海外では、争訟費用がかなり高くなることもありますので、海外PL保険に加入しておくのが安心でしょう。

 

PL対策とは?

PL「法」対策と少し異なるのが、PL対策です。

PL「法」対策というのは、「製造物責任法による責任を回避するための対策」という意味合いが強くなってしまいますが、PL対策というのは「製造物責任を全うするための対策」です。

製造業者が製造した商品が「なるべく事故を起こさないようにする」「安全に関わる情報を、正しく消費者に伝える」「それでも事故が起こってしまった場合には、被害者を救済すること、事故をこれ以上広げないよう、できる限りの対処をする」といった対応をすべてひっくるめて表す言葉です。

最近は、製造された品の取扱説明書一つをとっても、消費者がわかりやすいように、工夫がされています。

「わかりやすい=事故を起こしにくい」ということにつながり、これも企業のPL対策の一つと言えるのです。

 

PL、製造物責任とは?

PLとは「Product Liability」の略語で、日本語では「製造物責任」と訳されます。

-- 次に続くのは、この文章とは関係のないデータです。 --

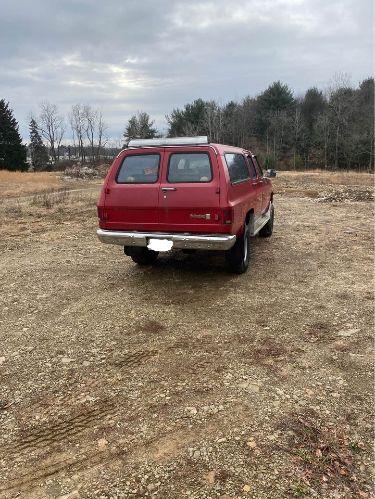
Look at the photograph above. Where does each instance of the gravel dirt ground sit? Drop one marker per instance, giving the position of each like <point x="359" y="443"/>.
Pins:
<point x="181" y="379"/>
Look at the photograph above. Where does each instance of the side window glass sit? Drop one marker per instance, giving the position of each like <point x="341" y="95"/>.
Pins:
<point x="237" y="167"/>
<point x="253" y="173"/>
<point x="139" y="169"/>
<point x="257" y="166"/>
<point x="189" y="167"/>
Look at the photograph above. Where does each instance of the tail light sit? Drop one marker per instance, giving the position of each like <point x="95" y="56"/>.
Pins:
<point x="102" y="214"/>
<point x="227" y="216"/>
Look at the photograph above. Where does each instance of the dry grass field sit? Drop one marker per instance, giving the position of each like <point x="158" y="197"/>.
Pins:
<point x="182" y="380"/>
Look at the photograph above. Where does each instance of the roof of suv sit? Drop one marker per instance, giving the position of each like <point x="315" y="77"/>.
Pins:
<point x="183" y="143"/>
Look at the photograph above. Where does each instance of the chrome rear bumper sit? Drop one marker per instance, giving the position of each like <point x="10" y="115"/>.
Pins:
<point x="181" y="241"/>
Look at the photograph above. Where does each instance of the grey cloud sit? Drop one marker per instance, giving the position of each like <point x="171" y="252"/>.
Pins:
<point x="123" y="56"/>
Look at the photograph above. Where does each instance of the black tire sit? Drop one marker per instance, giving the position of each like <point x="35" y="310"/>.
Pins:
<point x="267" y="230"/>
<point x="238" y="257"/>
<point x="141" y="256"/>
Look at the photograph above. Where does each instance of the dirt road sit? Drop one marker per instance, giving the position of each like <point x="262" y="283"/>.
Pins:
<point x="182" y="380"/>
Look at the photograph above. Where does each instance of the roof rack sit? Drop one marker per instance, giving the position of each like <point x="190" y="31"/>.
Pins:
<point x="173" y="141"/>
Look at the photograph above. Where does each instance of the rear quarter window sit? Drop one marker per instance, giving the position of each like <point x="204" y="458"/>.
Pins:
<point x="139" y="169"/>
<point x="237" y="167"/>
<point x="189" y="167"/>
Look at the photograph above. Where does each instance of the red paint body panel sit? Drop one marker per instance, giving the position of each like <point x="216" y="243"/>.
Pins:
<point x="189" y="207"/>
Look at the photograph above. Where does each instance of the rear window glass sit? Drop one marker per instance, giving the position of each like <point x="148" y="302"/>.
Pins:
<point x="139" y="169"/>
<point x="237" y="167"/>
<point x="189" y="167"/>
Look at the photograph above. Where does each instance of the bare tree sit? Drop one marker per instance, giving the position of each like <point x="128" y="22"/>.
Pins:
<point x="78" y="123"/>
<point x="95" y="130"/>
<point x="339" y="97"/>
<point x="52" y="127"/>
<point x="102" y="137"/>
<point x="297" y="126"/>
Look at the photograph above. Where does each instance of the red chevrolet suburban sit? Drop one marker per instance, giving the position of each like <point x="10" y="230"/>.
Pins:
<point x="185" y="193"/>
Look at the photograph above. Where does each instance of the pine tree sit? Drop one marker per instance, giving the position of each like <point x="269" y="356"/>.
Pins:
<point x="140" y="126"/>
<point x="38" y="151"/>
<point x="12" y="151"/>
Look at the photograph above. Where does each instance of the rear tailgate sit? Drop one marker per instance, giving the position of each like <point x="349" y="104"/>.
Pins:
<point x="132" y="191"/>
<point x="190" y="191"/>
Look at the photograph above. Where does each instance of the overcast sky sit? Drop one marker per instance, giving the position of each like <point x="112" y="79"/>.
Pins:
<point x="127" y="55"/>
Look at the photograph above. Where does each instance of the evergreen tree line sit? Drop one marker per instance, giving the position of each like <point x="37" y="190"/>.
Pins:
<point x="332" y="129"/>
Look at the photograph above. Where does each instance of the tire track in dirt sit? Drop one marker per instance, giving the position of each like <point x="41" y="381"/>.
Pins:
<point x="58" y="432"/>
<point x="43" y="472"/>
<point x="47" y="435"/>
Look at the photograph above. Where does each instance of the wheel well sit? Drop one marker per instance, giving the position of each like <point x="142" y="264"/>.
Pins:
<point x="249" y="216"/>
<point x="249" y="220"/>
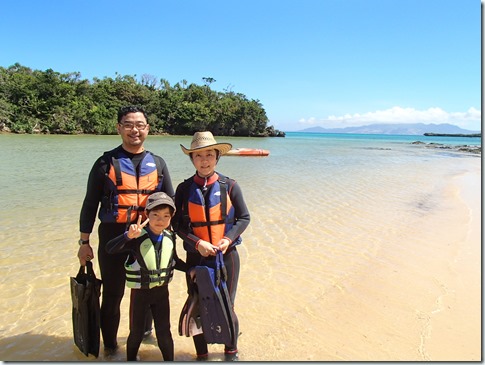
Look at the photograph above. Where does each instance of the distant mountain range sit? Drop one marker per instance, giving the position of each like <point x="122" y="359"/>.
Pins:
<point x="403" y="129"/>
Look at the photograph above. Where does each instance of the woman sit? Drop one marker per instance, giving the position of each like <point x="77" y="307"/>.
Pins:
<point x="210" y="216"/>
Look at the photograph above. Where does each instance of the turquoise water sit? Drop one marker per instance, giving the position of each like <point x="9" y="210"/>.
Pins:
<point x="387" y="138"/>
<point x="333" y="203"/>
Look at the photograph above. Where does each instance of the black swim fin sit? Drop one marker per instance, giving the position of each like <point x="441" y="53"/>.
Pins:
<point x="85" y="293"/>
<point x="189" y="321"/>
<point x="215" y="304"/>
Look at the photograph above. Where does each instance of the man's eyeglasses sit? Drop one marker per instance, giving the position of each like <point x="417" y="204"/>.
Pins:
<point x="130" y="126"/>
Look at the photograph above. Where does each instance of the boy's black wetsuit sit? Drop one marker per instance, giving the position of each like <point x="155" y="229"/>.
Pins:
<point x="111" y="266"/>
<point x="154" y="300"/>
<point x="231" y="257"/>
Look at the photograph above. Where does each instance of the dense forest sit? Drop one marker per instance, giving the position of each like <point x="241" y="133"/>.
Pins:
<point x="34" y="101"/>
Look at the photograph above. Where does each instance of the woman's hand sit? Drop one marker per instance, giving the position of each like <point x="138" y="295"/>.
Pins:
<point x="223" y="245"/>
<point x="206" y="248"/>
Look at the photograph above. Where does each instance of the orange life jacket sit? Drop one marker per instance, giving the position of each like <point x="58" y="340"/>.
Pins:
<point x="125" y="192"/>
<point x="213" y="217"/>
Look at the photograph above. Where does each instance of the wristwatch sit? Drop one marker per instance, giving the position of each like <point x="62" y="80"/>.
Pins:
<point x="83" y="242"/>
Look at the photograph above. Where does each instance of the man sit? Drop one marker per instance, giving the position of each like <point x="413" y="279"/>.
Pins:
<point x="119" y="184"/>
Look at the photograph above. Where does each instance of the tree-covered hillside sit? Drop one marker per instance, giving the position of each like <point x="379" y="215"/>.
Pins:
<point x="34" y="101"/>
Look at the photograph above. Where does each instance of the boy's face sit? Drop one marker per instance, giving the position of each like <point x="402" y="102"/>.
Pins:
<point x="159" y="219"/>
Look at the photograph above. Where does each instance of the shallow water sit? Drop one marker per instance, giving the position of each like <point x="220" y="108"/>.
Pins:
<point x="326" y="213"/>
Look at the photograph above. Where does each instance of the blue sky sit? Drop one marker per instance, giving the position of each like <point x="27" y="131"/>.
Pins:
<point x="329" y="63"/>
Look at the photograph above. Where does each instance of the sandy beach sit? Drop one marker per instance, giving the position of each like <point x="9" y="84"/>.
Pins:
<point x="386" y="267"/>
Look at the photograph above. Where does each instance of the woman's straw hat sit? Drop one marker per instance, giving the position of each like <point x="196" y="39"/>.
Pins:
<point x="202" y="141"/>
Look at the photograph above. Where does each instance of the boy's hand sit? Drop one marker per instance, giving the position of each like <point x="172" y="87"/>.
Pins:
<point x="135" y="229"/>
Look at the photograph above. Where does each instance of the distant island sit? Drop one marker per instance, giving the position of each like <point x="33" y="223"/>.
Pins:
<point x="453" y="135"/>
<point x="397" y="129"/>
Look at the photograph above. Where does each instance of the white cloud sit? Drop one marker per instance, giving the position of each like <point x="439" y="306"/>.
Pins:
<point x="471" y="119"/>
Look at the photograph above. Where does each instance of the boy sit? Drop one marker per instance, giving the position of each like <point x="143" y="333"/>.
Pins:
<point x="149" y="268"/>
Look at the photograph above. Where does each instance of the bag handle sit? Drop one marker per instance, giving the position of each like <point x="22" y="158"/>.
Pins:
<point x="88" y="269"/>
<point x="220" y="268"/>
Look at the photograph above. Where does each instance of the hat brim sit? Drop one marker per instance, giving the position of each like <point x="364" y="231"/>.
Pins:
<point x="223" y="148"/>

消費者が「何らかの製造物、商品を購入し、あるいは何らかの業務を依頼し、その製品や業務の結果が理由で発生した事故によって、身体に障害を負ったり、財物を損壊されたりした場合」に、従来の民法による損害賠償請求を起こすためには、「製造業者等になんらかの過失があった」ということを証明しなければなりませんでした。

しかし、PL(製造物責任)法の施行によって、製造業者等に過失があったかどうかの説明は不要となり、消費者にとっては損害賠償責任を追及しやすい時代となりました。

これは製造業者等にとっては厳しい状況であるため、PL保険に加入して対策をする事業者が増えているのです。